TryExtend and TryExtendSafe

Extend an existing container with items that may violate its invariants. Two different trait exposes two styles of error behavior:

  • TryExtendSafestrong guarantee on an error, the container must remain unchanged.
  • TryExtendbasic guarantee the container may have partially ingested items, but must remain valid.

Use TryExtendSafe if you must avoid mutation on failure; otherwise, prefer the faster TryExtend.

use std::collections::HashMap;
use collect_failable::TryExtendSafe;

let mut map = HashMap::new();
map.try_extend_safe([(1, 2), (2, 3)]).expect("should be Ok");
assert_eq!(map, HashMap::from([(1, 2), (2, 3)]));

// on a failure, the container is not modified
map.try_extend_safe([(1, 3)]).expect_err("should be Err");
assert_eq!(map, HashMap::from([(1, 2), (2, 3)]));

TryExtendOne

Extend a collection with a single item. This trait always provides a strong guarantee: on failure, the collection remains unchanged. Implemented as a seperate trait with no default implementation due to limitations imposed by the trait definition.

TryUnzip

Fallible equivalent of Iterator::unzip. Given an iterator of (A, B) items, produce two collections that implement Default + TryExtend, stopping on the first failure.

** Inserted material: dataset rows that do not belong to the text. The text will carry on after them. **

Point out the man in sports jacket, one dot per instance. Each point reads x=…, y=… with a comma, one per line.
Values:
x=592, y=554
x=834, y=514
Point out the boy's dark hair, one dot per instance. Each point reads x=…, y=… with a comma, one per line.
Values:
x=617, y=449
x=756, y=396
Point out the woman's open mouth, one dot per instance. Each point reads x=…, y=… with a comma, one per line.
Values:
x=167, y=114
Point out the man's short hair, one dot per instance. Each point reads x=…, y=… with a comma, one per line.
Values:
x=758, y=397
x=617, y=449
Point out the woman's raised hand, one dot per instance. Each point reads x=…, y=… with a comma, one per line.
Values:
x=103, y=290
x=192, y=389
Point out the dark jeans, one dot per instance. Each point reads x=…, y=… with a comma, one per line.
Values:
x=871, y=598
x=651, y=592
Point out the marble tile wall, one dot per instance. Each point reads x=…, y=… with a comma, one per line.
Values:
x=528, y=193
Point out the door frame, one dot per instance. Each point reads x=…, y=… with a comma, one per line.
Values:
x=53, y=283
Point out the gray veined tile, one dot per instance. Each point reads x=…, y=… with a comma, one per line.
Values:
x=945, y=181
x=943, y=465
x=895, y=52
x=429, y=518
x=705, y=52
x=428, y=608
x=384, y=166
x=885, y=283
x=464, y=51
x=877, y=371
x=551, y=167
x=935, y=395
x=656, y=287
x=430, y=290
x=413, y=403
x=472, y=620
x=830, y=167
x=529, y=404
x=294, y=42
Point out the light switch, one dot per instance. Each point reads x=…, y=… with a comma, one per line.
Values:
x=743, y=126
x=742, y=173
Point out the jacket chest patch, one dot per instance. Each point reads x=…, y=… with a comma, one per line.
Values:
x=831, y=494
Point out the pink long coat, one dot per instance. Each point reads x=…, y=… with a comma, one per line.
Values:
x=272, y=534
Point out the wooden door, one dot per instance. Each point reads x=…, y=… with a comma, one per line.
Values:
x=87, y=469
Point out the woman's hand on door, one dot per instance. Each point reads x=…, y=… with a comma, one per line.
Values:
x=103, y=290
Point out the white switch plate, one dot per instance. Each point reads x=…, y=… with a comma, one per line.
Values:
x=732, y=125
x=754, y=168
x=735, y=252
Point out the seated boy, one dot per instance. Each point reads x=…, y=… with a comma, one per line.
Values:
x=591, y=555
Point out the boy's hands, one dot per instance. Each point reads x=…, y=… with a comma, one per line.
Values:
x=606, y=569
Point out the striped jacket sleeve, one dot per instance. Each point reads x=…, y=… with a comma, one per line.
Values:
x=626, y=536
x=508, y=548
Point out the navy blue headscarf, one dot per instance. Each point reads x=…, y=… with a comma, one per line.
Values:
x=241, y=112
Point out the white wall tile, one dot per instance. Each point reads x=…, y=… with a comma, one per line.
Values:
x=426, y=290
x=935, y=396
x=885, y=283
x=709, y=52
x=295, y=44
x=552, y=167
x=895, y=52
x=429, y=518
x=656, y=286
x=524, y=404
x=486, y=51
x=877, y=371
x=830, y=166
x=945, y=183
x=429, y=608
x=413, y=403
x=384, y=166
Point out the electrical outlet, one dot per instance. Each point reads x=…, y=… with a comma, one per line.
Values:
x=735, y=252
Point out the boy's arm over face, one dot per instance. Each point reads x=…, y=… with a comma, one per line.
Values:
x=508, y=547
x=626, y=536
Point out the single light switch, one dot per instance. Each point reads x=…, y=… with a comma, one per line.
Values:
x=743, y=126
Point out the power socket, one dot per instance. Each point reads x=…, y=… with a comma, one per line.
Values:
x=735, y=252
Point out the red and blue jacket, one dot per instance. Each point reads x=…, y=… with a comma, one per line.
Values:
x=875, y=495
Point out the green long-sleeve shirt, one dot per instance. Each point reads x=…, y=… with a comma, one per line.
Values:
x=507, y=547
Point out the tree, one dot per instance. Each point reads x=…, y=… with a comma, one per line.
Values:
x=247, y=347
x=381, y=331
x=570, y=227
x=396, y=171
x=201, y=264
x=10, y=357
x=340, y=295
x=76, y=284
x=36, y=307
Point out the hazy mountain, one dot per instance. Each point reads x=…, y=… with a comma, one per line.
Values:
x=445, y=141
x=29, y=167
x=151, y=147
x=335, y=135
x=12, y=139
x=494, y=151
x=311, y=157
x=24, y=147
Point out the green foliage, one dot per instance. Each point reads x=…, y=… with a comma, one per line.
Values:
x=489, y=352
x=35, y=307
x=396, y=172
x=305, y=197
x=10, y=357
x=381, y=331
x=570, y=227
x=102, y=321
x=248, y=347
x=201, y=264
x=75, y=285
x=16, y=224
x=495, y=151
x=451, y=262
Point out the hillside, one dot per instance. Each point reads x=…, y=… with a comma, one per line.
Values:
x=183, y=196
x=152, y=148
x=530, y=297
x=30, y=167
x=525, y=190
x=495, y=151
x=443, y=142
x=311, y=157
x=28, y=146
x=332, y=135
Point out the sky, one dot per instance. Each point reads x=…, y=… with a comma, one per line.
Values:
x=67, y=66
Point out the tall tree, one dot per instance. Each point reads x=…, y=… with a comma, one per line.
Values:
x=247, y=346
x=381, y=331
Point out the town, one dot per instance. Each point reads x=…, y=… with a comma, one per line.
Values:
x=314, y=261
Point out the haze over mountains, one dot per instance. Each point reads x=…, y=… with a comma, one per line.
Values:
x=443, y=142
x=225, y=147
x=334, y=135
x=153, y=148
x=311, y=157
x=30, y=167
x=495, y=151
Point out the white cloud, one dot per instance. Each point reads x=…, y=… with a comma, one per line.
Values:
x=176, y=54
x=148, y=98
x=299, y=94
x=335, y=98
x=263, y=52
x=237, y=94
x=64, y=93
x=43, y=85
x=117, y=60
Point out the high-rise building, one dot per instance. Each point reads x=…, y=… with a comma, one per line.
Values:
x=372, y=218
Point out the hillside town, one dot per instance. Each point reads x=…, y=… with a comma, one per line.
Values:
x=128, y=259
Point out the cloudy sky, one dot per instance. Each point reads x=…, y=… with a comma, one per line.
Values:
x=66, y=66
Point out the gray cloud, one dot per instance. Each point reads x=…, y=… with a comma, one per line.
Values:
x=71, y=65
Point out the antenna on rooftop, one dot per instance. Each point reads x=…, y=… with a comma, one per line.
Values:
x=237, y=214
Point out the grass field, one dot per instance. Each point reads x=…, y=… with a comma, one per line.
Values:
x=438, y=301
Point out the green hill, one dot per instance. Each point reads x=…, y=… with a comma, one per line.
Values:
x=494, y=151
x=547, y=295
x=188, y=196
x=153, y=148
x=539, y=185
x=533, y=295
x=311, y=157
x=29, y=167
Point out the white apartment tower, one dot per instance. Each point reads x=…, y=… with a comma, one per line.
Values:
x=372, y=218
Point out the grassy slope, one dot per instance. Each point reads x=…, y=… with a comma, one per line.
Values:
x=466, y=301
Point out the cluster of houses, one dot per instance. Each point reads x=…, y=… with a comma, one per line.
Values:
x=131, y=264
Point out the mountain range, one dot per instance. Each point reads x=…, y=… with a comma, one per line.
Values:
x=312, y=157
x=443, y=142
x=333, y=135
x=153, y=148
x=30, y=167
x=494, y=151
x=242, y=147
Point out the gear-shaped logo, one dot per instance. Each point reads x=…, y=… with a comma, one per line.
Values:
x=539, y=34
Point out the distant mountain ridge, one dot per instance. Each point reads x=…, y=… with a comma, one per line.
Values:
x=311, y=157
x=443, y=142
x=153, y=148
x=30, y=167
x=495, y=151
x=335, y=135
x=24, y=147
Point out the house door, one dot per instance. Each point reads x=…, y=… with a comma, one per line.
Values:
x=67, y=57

Allows unzipping an iterator of pairs into two collections that implement Default and TryExtend.

This is analogous to Iterator::unzip, except allows for failable construction.

use std::collections::{BTreeSet, HashSet};
use collect_failable::TryUnzip;

// Unzip into two different container types
let data = vec![(1, 'a'), (2, 'b'), (3, 'c')];
let (nums, chars): (BTreeSet<i32>, HashSet<char>) = data.into_iter().try_unzip().expect("should be ok");

assert_eq!(nums, BTreeSet::from([1, 2, 3]));
assert_eq!(chars, HashSet::from(['a', 'b', 'c']));

Implementations

Implementations for various containers are provided.

Tuple Implementations

Tuples of size 2 implement both TryFromIterator and TryExtend when their inner types do. Errors respect the guarantee of each component, mirroring the behavior of the std tuple implementations—but with fallibility. Implementing TryExtendSafe or TryExtendOne is not possible since they cannot provide atomic single-item guarantees within the trait definition.

Array Implementation

Arrays implement TryFromIterator for iterators that yield exactly the right number of elements. This uses unsafe internally and is gated behind the unsafe feature (enabled by default).

Result Implementation

TryFromIterator is implemented for Result<C, E>, where C implements TryFromIterator<T>, similar to the FromIterator implementation for Result. This allows short-circuiting collection of failable values into a container whose construction is also failable.